10 Moses heard the people weeping throughout their families, all at the entrances of their tents. Then the Lord became very angry, and Moses was displeased. 11 So Moses said to the Lord, “Why have you treated your servant so badly? Why have I not found favor in your sight, that you lay the burden of all this people on me? 12 Did I conceive all this people? Did I give birth to them, that you should say to me, “Carry them in your bosom, as a nurse carries a sucking child,’ to the land that you promised on oath to their ancestors? 13 Where am I to get meat to give to all this people? For they come weeping to me and say, “Give us meat to eat!’ 14 I am not able to carry all this people alone, for they are too heavy for me. 15 If this is the way you are going to treat me, put me to death at once—if I have found favor in your sight—and do not let me see my misery.” 16 So the Lord said to Moses, “Gather for me seventy of the elders of Israel, whom you know to be the elders of the people and officers over them; bring them to the tent of meeting, and have them take their place there with you.

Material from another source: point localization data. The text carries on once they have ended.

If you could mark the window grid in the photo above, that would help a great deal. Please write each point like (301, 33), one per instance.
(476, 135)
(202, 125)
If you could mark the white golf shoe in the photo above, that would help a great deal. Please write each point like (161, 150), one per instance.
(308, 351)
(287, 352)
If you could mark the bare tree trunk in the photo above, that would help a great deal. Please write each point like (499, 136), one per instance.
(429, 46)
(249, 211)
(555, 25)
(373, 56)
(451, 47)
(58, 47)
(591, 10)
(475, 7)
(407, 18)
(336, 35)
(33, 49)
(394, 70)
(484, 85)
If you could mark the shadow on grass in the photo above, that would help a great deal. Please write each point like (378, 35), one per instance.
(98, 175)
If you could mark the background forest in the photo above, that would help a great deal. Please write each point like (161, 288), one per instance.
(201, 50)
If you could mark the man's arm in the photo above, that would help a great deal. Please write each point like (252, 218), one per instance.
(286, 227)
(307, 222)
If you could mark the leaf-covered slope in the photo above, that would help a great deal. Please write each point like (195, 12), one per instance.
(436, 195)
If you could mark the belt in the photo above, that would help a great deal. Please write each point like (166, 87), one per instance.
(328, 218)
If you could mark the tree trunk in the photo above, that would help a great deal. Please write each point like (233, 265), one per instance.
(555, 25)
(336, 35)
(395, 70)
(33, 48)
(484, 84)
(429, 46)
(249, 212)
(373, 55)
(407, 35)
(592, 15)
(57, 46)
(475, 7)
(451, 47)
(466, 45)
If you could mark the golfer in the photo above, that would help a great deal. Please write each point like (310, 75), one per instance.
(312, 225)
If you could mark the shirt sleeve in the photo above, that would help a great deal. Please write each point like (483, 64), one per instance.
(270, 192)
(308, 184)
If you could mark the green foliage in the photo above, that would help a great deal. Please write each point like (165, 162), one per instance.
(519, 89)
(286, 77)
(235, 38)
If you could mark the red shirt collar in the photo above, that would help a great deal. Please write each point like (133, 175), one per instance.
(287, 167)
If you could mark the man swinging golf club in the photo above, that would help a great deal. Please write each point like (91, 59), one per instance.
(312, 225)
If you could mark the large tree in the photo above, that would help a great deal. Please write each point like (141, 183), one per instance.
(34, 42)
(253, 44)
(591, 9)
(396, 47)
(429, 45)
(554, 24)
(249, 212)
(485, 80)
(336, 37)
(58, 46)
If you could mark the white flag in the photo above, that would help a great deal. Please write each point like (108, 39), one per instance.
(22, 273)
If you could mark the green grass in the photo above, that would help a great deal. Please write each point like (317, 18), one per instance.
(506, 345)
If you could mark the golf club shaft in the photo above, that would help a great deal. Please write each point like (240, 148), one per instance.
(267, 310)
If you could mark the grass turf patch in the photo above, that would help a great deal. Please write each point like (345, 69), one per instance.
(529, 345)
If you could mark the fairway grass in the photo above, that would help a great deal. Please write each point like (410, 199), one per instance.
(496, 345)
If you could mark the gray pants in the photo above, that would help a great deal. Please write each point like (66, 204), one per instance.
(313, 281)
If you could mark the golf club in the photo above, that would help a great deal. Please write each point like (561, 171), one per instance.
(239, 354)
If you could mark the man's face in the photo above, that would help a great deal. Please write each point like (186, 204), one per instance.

24 So Moses went out and told the people the words of the Lord; and he gathered seventy elders of the people, and placed them all around the tent. 25 Then the Lord came down in the cloud and spoke to him, and took some of the spirit that was on him and put it on the seventy elders; and when the spirit rested upon them, they prophesied. But they did not do so again. 26 Two men remained in the camp, one named Eldad, and the other named Medad, and the spirit rested on them; they were among those registered, but they had not gone out to the tent, and so they prophesied in the camp. 27 And a young man ran and told Moses, “Eldad and Medad are prophesying in the camp.” 28 And Joshua son of Nun, the assistant of Moses, one of his chosen men, said, “My lord Moses, stop them!” 29 But Moses said to him, “Are you jealous for my sake? Would that all the Lord’s people were prophets, and that the Lord would put his spirit on them!”